The opioid crisis is identified as a national emergency and epidemic in the United States. The aim of this study was to identify risk factors associated with opioid dependence in patients undergoing surgery for degenerative spondylolisthesis (DS).

METHODS

The authors queried MarketScan databases to investigate the factors affecting postsurgery opioid use in patients with DS between 2000 and 2012. The outcome of interest was opioid dependence, which was defined as continued opioid use, > 10 opioid prescriptions, or diagnosis of or prescription for opioid dependence disorder in the period of 1 year before or 3–15 months after the procedure. Comparisons of outcomes were performed using nonparametric 2-group tests and generalized regression models.

RESULTS

A cohort of 10,708 patients was identified from the database. The median patient age was 61 years (interquartile range 54–69 years), and 65.1% were female (n = 6975). A majority of patients had decompression with fusion (n = 10,068; 94%) and underwent multilevel procedures (n = 8123; 75.9%). Of 10,708 patients, 14.85% (n = 1591) were identified as having opioid dependence within 12 months prior to the index surgical procedure and 9.90% (n = 1060) were identified as having opioid dependence within 3–15 months after the procedure.

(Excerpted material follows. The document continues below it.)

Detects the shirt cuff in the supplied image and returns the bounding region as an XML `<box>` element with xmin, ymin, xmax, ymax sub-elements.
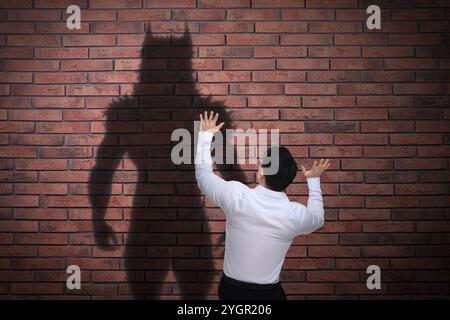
<box><xmin>306</xmin><ymin>177</ymin><xmax>320</xmax><ymax>190</ymax></box>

Of all the variables, prior opioid dependence (OR 16.29, 95% CI 14.10–18.81, p < 0.001) and younger age (1-year increase in age: OR 0.972, 95% CI 0.963–0.980, p < 0.001) were independent predictors of opioid dependence following surgery for DS. The use of fusion was not associated with opioid dependence following the procedure (p = 0.8396). Following surgery for DS, patients were more likely to become opioid independent than they were to become opioid dependent (8.54% vs 3.58%, p < 0.001).

CONCLUSIONS

The majority of patients underwent fusion for DS. Surgical decompression with fusion was not associated with increased risk of postsurgery opioid dependence in patients with DS. Overall, opioid dependence was reduced by 4.96% after surgery for DS. Prior opioid dependence is associated with increased risk and increasing age is associated with decreased risk of opioid dependence following surgery for DS.